My husband (35M) and I (32F) have been married for about a year. We are both engineers and have decent jobs. My husband recently got a great job offer in Idaho Falls, Idaho, 4.5ish hours away from where we live right now. The new job pays $30K more that what is making right now, has great long term career perspective and he loves it. He hates his current job. But it would be difficult for me to find a job there. My only option would be to find a remote job, but they are not easy to find and the ones that are available are not good. I would not be able to advance my career if we moved there. Our other option is to do long distance, but I am not sure if that is worth it because we would spend a lot of money on travel and rent. We have been saving to buy a house and we now have enough for a down payment. Living in two different places would be complicated. I want my husband to advance his career, but I am not sure if relocating to Idaho Falls is good for our family. What do you think?

5 comments
  1. I believe any spouse seeking a job should discuss the prospects of relocation before getting a job, like before applying or before sitting for interviews.
    Discussing it after getting an offer makes the issues complicated.

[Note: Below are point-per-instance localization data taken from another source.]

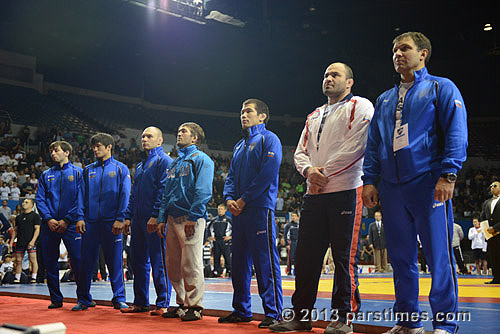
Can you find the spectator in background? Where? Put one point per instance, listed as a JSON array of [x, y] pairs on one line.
[[5, 209], [479, 246], [4, 191], [15, 192], [458, 235]]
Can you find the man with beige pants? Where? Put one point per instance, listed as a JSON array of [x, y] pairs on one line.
[[182, 214]]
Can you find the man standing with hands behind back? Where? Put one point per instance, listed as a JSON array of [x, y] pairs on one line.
[[146, 247], [330, 155], [417, 144], [250, 192]]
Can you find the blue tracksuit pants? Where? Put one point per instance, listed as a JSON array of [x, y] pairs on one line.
[[99, 234], [147, 251], [410, 209], [50, 250], [328, 219], [254, 241]]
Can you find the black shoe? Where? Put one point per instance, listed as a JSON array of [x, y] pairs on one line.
[[268, 321], [55, 305], [193, 314], [291, 326], [234, 318], [175, 312]]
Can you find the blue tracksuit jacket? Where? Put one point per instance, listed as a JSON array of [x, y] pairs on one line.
[[253, 174], [57, 198], [189, 185], [57, 194], [146, 193], [106, 191], [433, 106]]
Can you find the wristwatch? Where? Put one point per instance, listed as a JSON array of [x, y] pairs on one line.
[[450, 177]]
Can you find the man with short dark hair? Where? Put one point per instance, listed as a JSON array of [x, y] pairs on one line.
[[330, 156], [57, 203], [416, 145], [146, 247], [220, 230], [26, 231], [250, 193], [101, 211], [182, 216]]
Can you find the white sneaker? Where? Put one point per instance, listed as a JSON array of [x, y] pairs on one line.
[[405, 330]]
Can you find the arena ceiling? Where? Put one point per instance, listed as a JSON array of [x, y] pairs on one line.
[[279, 55]]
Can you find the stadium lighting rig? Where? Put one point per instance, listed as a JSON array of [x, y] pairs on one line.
[[190, 10]]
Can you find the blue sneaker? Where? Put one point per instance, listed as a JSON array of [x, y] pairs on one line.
[[79, 307], [120, 305]]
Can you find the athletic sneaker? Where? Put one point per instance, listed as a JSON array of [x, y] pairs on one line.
[[268, 321], [174, 312], [291, 326], [193, 314], [79, 307], [232, 318], [338, 327], [135, 309], [405, 330]]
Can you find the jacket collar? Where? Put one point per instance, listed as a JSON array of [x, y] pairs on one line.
[[155, 151], [256, 129], [65, 166], [105, 162], [187, 150]]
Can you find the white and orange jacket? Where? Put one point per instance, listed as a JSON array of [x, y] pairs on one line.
[[342, 143]]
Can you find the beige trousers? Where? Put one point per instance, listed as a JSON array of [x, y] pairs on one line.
[[184, 259]]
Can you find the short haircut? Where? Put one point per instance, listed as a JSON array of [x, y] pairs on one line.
[[64, 145], [421, 41], [260, 106], [102, 138], [195, 130], [349, 74]]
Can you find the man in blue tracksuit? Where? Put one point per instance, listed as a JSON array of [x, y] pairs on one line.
[[57, 203], [250, 192], [183, 210], [146, 247], [417, 143], [102, 204]]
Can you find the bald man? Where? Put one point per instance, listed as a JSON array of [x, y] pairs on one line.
[[147, 249], [330, 156]]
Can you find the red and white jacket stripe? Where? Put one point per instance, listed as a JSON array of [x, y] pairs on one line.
[[342, 143]]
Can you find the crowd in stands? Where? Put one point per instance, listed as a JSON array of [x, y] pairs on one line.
[[24, 156]]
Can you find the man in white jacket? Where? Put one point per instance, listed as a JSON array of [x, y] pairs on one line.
[[330, 155], [479, 246]]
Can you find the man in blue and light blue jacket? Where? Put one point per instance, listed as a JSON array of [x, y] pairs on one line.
[[250, 193], [147, 249], [57, 203], [417, 143], [102, 203], [183, 211]]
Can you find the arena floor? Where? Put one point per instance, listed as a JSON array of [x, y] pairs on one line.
[[479, 304]]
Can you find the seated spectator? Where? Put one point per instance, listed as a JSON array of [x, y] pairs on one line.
[[15, 192], [4, 191]]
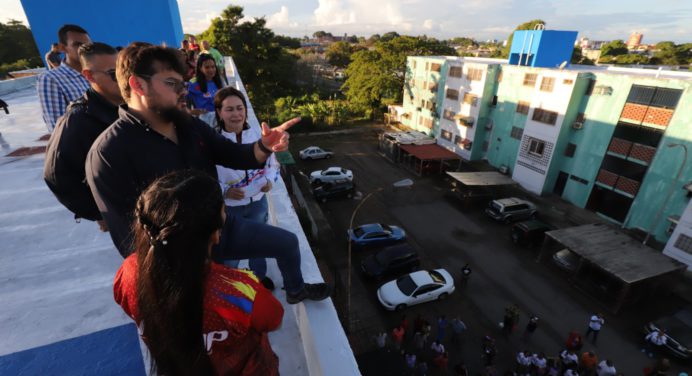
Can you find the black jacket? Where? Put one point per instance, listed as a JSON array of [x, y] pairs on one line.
[[67, 150], [129, 156]]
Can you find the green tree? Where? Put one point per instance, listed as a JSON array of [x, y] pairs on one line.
[[614, 48], [267, 70], [631, 59], [339, 54], [389, 36], [668, 53], [525, 26], [375, 77], [18, 44]]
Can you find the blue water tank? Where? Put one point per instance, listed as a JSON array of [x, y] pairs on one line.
[[542, 48]]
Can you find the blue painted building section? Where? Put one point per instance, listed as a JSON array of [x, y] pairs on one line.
[[542, 48], [113, 351], [114, 22]]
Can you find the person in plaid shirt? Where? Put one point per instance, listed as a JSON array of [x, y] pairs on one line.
[[60, 86]]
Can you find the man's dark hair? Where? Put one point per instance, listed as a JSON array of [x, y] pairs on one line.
[[140, 58], [89, 50], [62, 33]]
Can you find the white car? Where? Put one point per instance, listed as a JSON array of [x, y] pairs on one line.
[[330, 175], [415, 288], [315, 152]]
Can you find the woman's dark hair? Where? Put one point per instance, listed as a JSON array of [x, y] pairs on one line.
[[201, 79], [175, 218], [221, 96]]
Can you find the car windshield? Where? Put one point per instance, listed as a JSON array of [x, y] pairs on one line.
[[406, 285], [437, 277]]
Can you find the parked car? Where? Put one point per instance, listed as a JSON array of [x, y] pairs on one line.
[[331, 174], [511, 209], [415, 288], [393, 260], [315, 152], [375, 234], [529, 233], [678, 327], [329, 191], [566, 260]]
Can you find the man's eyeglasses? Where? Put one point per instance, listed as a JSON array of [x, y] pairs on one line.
[[110, 73], [177, 85]]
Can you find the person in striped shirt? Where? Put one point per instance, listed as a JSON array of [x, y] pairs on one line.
[[60, 86]]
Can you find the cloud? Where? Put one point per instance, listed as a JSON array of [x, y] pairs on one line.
[[280, 20]]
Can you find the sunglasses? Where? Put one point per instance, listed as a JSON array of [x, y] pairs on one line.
[[177, 85], [110, 73]]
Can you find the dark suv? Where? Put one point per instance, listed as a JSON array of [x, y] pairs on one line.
[[391, 261], [529, 233], [328, 191]]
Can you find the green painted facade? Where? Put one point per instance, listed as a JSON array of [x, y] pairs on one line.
[[601, 111]]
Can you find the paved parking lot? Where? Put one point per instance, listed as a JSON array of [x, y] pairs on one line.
[[448, 234]]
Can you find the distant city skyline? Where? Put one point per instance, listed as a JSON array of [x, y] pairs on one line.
[[444, 19]]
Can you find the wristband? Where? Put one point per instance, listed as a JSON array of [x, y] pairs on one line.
[[264, 149]]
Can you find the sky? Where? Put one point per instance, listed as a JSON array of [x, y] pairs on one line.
[[442, 19]]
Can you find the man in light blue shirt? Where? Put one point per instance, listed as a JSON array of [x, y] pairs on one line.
[[60, 86]]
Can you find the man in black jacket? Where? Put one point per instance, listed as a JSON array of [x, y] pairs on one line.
[[153, 136], [75, 131]]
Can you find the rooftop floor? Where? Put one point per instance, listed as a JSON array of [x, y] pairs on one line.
[[59, 316]]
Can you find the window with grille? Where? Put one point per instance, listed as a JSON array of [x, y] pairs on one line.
[[455, 71], [516, 133], [570, 150], [592, 85], [474, 74], [470, 99], [523, 107], [530, 79], [547, 84], [452, 94], [544, 116], [684, 243], [536, 147], [654, 96]]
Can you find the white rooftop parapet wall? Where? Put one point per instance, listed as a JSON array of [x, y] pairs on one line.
[[325, 346]]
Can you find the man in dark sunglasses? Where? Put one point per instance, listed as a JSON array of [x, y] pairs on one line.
[[77, 129]]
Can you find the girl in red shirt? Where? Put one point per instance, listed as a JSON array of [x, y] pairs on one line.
[[196, 317]]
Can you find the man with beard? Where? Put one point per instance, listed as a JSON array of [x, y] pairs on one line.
[[153, 137]]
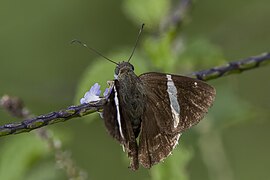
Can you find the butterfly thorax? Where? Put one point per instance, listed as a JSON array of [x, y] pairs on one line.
[[131, 95]]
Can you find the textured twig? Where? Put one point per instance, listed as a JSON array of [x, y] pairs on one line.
[[233, 67], [16, 108], [84, 109]]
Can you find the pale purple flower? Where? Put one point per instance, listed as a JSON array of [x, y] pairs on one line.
[[92, 94]]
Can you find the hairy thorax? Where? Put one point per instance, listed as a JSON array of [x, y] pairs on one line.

  2. 🤷🏼‍♀️ my husband is military, for 25 years I have only lived wherever his career told us to.

  3. I think if that’s the case and he’s had over 10yrs of experience he shouldn’t struggle significantly to find another job that pays more and in a location that works for you.

    If you don’t mind relocating and terminating you career, then it’s not an issue.

    But personally I would turn down the offer as a man

  4. I really loved how you and your wife created a plan that works for both! It was nice of you to not want to relocate without your wife, understand her situation and find a middle ground. I did put the idea of relocating where both of us can find a stable job to my husband many times in last few months. He was reluctant to apply elsewhere and adamantly mentioned that he won’t find another job as good as the perspective job 4:30ish hours away and it is really good for his long term career growth. He mentioned today that he could be open to idea of finding a job in a location that works for me too. I am not sure if he means it though. Let’s see what he does.

  5. This job is not best for your family since you will be earning less income as a family when you have to quit your job and may not find a comparable job. I would offer to help him with applying to other jobs. He may not be good at it but it sounds like you are. There can be opportunities in other locations which would be better for the family.